Zoomlion reported impressive growth in 2011 with revenues reaching 46.3 billion yuan (US$7.3 billion) and a profit surge of 73% to 8 billion yuan (US$1.3 billion). Zoomlion's recent share price declined on investors' concerns about the company’s plan to raise debt in the Hong Kong market of 140 billion yuan (US$22.2 billion). The company plans to use the funds for cash flow loans to customers, mortgage financing, equipment financing and leasing, and other services like guarantees and endorsements. Investor concern deepened with news that a securities analyst from Hong Kong found about half of the concrete pumps the company sold in the first quarter of 2012 lying idle in eastern Jiangsu province. There has also been a rumor, which Zoomlion strongly denied, that the company was considering making a bid for CNH.

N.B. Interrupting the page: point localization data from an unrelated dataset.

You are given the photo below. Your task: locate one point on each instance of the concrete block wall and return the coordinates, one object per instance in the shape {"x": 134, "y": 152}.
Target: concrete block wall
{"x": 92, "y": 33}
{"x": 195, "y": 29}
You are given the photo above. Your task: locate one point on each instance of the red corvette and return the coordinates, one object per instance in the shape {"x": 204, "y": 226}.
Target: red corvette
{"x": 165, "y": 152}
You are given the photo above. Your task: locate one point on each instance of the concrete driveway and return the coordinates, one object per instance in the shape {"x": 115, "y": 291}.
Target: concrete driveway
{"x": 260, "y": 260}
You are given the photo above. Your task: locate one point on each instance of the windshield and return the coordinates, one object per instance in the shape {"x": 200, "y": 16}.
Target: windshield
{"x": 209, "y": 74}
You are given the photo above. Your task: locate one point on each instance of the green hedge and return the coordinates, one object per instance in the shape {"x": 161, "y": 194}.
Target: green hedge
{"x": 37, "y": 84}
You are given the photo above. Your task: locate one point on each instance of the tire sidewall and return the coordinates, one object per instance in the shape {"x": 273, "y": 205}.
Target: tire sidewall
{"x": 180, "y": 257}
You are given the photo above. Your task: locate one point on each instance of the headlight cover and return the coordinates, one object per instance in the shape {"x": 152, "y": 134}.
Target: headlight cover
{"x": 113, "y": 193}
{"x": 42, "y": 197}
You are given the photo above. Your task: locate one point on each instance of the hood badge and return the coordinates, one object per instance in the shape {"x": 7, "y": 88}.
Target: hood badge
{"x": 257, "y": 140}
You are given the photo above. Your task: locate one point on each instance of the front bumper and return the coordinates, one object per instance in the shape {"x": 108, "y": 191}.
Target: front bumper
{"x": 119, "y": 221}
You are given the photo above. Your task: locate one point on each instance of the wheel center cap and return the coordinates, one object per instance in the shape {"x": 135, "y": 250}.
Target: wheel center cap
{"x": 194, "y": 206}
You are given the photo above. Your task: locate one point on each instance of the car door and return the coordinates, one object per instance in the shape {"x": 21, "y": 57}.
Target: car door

Many investors are concerned about whether Zoomlion will be able to collect all of its receivables after selling its construction equipment while also sweetening deals by allowing buyers to postpone the first payment. Property development and construction industries in China are facing increasing business difficulties under hard-hitting measures the government is using to crack down on real estate speculation. Many large-scale infrastructure projects have been suspended due to government policy adjustments as well.
Plans by Sany and Zoomlion to boost sales resemble programs that many publicly owned U.S. manufacturers used in the 1960s and 1970s to improve sales reports and share price. It was easy to boost sales and revenues if you count shipments as sales and book the profits as well. Tenneco Corporation, which owned J.I. Case in that time frame, was notorious for pumping up sales at the end of quarter and year end. Security-and-Exchange-Commission regulations and active shareholder groups put an end to the practices here.
China, which represented 50% of the global market for construction machinery in 2011, may not be able to hold up world machinery markets in 2012. With domestic demand soft, inventory could begin to show up in other markets. Latin America will likely see a surge of Chinese-built machines. Interestingly, during the M&T show in Sao Paulo, Brazil, in June, there was a strong rumor that Caterpillar was shipping 2,000 of its Chinese-built excavators to Latin America. Most Latin American countries require emission controls equivalent to the U.S. EPA's Tier 2 and Tier 3. Caterpillar’s Chinese plants are turning out machines equipped to satisfy Tier 2 and Tier 3. There is little threat, however, that we’ll see a flood of Chinese machines in North America or Europe because of the markets' stricter emission regulations.
Equipment demand in the euro-zone is looking increasingly fragile as countries there sort out banking problems. Even the German economy, which has been a source of strength during the past year, started to wobble a little at mid-year.
That leaves the U.S., Canada and Latin America to drive growth for the balance of 2012. U.S. gross domestic product (GDP) has been limping along at just under 2% in both the first and second quarters. Housing starts have finally started to turn around and the U.S. Congress managed to pass a highway bill that should provide a flow of large road projects over the next couple of years. Canada’s economy is very robust driven by its resource industries. Latin America is strong also driven by mineral and oil industry demand.
Overall, our outlook for the U.S. equipment market is unchanged from our prediction earlier this year. We believe retail equipment sales will grow at slightly less than 10% in 2012 compared with 2011.